Class Projects

Here are a few ideas for class projects. Send me email if you are interested in one of the projects.

P1. Latent Semantic Indexing for Effective Query Retrieval.

A large collection of text documents can be condensed to a matrix A , where each column represents a document and each row stands for a word. A_{ij} is nonzero if the word i occurs in document j. The total number of rows equals all the distinct words in all the documents (non-content bearing words such as "and", "the", "a" etc. are deleted), while the total number of columns in A equals the total number of documents. The matrix A will be sparse when the number of documents is large, since each document will typically contain only a small subset of the total number of words.

This project will involve the use of the SVD (Singular Value Decomposition) and another recent decomposition, Concept Decomposition, in order to do query retrieval that is better than keyword search. By exploiting statistical co-occurrences of words, the above mathematical techniques can help in alleviating the problems of synonymy (many words for one concept) and polysemy (one word used in different contexts).

Goal of Project: Understand the basic ideas, and implement a few in software. For the software implementations, you would need some experience in using tools such as Lex (for parsing) and implementing hash tables .

Resources

  • Introductory paper shows how matrix decompositions may be used for this application.
  • LSI page at Bellcore.
  • Paper on Text Clustering and Concept Decompositions.
  • LSI page at Univ. of Tennessee, Knoxville.
  • Bibliography.
  • The SMART data sets.
  • The TREC home page.
  • Common resources .
  • P2. Distributed Creation of Vector-Space Model.

    Vector-Space Models for text are frequently used, for example, see description of Project P1. Very large collections of text documents are becoming increasingly common. Distributed or parallel computing is essential to handle these large data sets.

    This project would involve parallelizing the creation of a vector-space model. The input would be a large set of text documents (more than can be handled on 1 processor), and the output needs to be the term-document matrix (see project P1). Data structures, such as distributed hash tables, will need to be carefully implemented for this purpose.

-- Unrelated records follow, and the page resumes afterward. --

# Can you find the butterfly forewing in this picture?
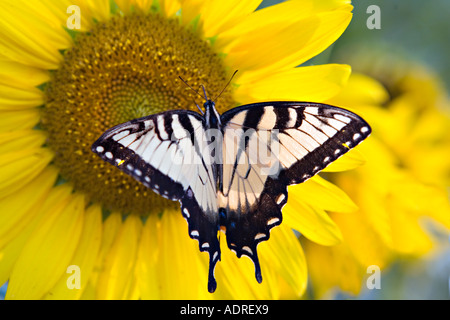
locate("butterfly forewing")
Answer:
[219,102,370,281]
[92,110,220,291]
[92,100,371,292]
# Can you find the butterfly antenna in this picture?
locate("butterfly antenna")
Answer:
[213,70,238,101]
[178,76,204,114]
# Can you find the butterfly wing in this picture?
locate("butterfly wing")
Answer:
[92,110,220,291]
[218,102,371,282]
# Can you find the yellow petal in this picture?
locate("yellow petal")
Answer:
[0,84,44,110]
[258,224,308,299]
[283,192,342,245]
[0,148,53,198]
[136,214,163,299]
[288,176,358,212]
[305,241,367,299]
[159,0,181,17]
[0,167,58,248]
[0,0,71,69]
[196,0,262,37]
[158,211,210,299]
[217,0,350,43]
[214,234,280,299]
[6,190,84,299]
[328,72,389,107]
[235,64,351,104]
[88,212,122,290]
[223,6,351,79]
[0,130,46,154]
[322,148,371,172]
[44,205,102,300]
[0,60,50,89]
[0,109,40,132]
[97,215,142,299]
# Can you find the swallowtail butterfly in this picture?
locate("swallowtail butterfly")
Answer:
[92,87,371,292]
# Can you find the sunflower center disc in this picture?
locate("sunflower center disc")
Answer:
[42,14,233,215]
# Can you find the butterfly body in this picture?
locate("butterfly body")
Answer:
[92,99,371,292]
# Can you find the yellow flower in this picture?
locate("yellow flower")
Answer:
[0,0,359,299]
[304,54,450,297]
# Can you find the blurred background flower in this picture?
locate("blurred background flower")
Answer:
[302,1,450,299]
[0,0,450,299]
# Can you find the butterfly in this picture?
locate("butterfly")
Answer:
[92,87,371,292]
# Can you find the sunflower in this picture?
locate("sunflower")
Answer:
[0,0,360,299]
[302,50,450,297]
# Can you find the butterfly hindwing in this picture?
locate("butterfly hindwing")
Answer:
[92,110,220,291]
[219,102,370,281]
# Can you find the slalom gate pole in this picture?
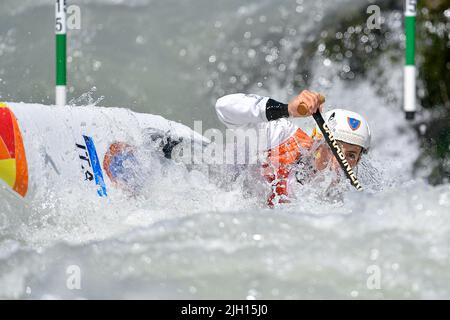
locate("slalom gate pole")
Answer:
[55,0,67,106]
[403,0,417,120]
[304,96,363,191]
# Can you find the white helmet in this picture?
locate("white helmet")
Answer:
[312,109,370,152]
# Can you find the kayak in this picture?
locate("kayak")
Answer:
[0,103,207,200]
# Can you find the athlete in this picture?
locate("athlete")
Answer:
[215,90,370,207]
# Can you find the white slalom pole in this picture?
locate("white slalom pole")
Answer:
[403,0,417,120]
[55,0,67,106]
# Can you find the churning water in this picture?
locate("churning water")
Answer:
[0,0,450,299]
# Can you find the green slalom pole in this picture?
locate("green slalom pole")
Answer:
[403,0,417,120]
[55,0,67,106]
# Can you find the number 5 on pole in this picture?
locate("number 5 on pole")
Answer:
[55,0,67,106]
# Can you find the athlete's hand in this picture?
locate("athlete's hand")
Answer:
[288,90,325,117]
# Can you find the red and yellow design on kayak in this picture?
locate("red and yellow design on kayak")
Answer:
[0,102,28,197]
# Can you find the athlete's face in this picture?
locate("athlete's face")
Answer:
[315,141,362,170]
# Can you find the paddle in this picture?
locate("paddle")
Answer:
[298,95,363,191]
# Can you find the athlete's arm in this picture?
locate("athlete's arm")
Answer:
[216,90,320,128]
[216,93,289,128]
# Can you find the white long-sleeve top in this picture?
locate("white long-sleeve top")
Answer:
[216,93,298,150]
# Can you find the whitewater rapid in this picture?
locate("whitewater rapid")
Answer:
[0,0,450,299]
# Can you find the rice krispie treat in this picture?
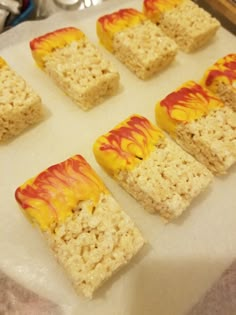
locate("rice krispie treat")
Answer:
[97,9,177,80]
[156,81,236,174]
[201,54,236,111]
[0,57,43,142]
[30,27,120,110]
[143,0,220,53]
[15,155,144,298]
[94,115,213,220]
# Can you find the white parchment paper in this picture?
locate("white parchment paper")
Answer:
[0,1,236,315]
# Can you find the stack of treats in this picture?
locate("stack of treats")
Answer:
[143,0,220,53]
[94,115,213,221]
[15,155,144,298]
[201,54,236,111]
[156,81,236,174]
[30,27,120,111]
[0,57,43,142]
[97,8,177,80]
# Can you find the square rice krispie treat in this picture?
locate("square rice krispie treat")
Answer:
[97,9,177,80]
[0,57,43,142]
[201,54,236,111]
[15,155,144,298]
[143,0,220,53]
[156,81,236,174]
[30,27,120,110]
[94,115,213,220]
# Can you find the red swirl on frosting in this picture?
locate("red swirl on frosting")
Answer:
[30,27,85,68]
[155,81,223,136]
[160,82,214,117]
[15,155,107,230]
[143,0,184,23]
[98,8,146,31]
[94,115,164,174]
[205,54,236,87]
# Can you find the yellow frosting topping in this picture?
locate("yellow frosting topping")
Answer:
[202,54,236,92]
[156,81,224,136]
[0,57,7,68]
[97,9,147,52]
[15,155,108,230]
[143,0,185,23]
[93,115,164,175]
[30,27,85,68]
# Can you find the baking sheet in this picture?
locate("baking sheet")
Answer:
[0,1,236,315]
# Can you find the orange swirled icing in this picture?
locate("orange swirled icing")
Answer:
[202,54,236,92]
[156,81,224,136]
[15,155,108,230]
[143,0,185,23]
[97,8,147,51]
[0,57,7,68]
[93,115,164,175]
[30,27,85,68]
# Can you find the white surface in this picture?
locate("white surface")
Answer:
[0,1,236,315]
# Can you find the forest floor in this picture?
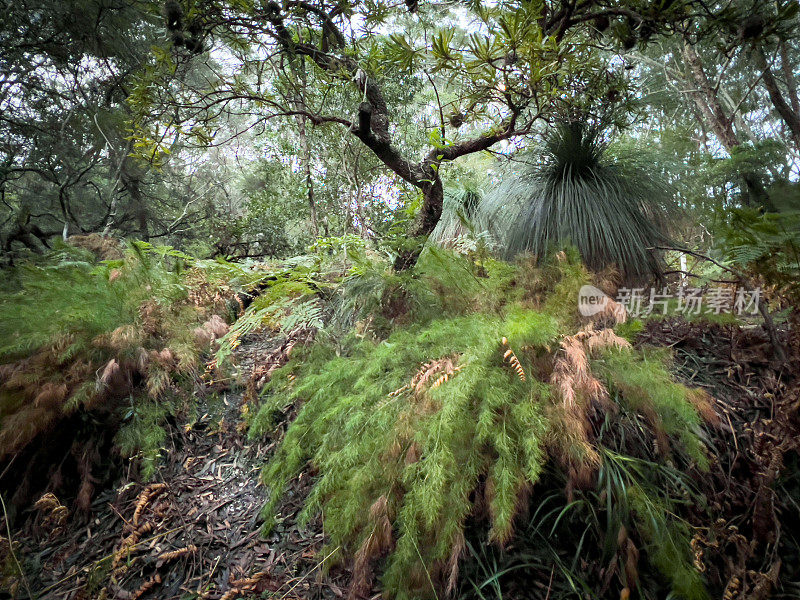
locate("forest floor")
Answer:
[7,319,800,600]
[10,334,356,600]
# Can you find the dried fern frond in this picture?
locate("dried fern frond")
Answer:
[500,337,527,381]
[389,356,462,398]
[132,483,167,527]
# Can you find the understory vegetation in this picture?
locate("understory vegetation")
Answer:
[251,251,716,598]
[0,0,800,600]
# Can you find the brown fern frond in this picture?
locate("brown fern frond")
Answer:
[445,531,467,596]
[132,483,167,527]
[389,355,461,398]
[349,494,394,598]
[129,573,161,600]
[157,544,197,563]
[500,337,527,381]
[687,388,722,426]
[33,492,69,536]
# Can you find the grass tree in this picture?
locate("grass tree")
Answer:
[476,122,670,282]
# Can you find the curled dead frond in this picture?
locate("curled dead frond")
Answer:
[350,494,394,597]
[550,325,630,487]
[501,337,526,381]
[130,573,161,600]
[158,544,197,564]
[132,483,167,527]
[389,356,462,398]
[33,492,69,535]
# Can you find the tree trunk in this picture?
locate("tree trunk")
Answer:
[394,173,444,271]
[753,46,800,150]
[683,41,774,210]
[297,112,319,238]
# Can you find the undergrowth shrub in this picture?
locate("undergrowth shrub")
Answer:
[250,251,713,598]
[0,240,250,508]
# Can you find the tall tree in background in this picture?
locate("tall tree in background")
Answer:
[133,0,690,268]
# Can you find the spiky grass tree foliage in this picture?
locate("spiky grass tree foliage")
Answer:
[478,122,669,282]
[428,187,483,248]
[251,253,706,599]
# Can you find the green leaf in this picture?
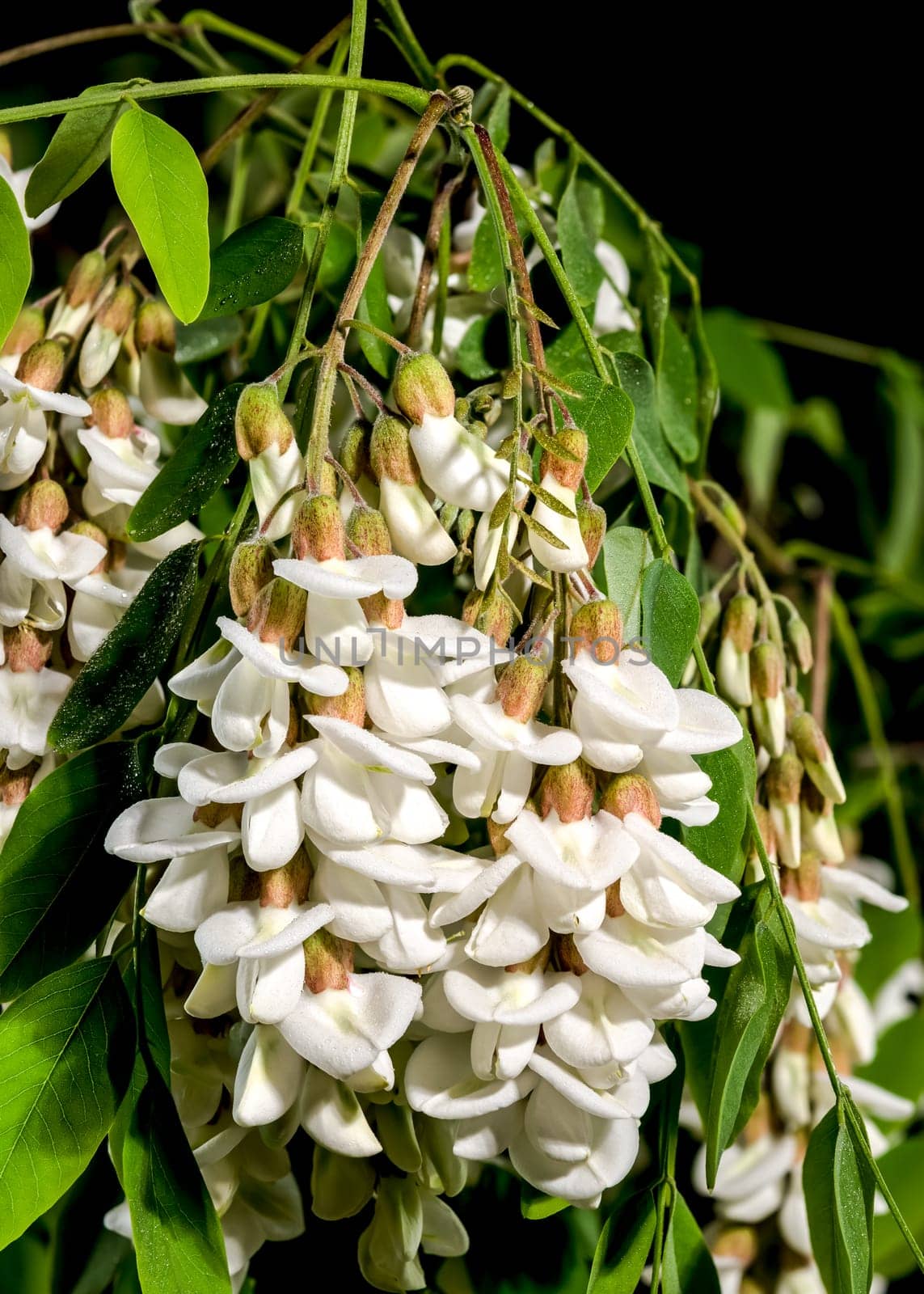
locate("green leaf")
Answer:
[26,82,138,216]
[642,560,698,687]
[872,1134,924,1279]
[0,177,32,348]
[48,543,200,751]
[564,373,633,492]
[558,176,603,306]
[588,1190,655,1294]
[121,1072,230,1294]
[702,309,792,412]
[705,886,792,1189]
[594,526,652,643]
[614,351,690,505]
[661,1193,719,1294]
[0,958,134,1247]
[200,216,304,319]
[125,382,243,542]
[803,1104,875,1294]
[112,105,209,324]
[356,192,397,378]
[0,742,144,999]
[681,735,754,884]
[657,315,698,463]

    P3. Clustering with Concept Vectors.

    Given a large unstructured collection of text documents, an important problem is to cluster the documents into disjoint conceptual categories. An example of such categorization is the Yahoo! hierarchy of documents. Yahoo!'s hierarchy is created manually. This project will explore automatic methods for clustering.

    Resources

  • Paper on Text Clustering and Concept Decompositions.
  • P4. Mining Newsgroup Data.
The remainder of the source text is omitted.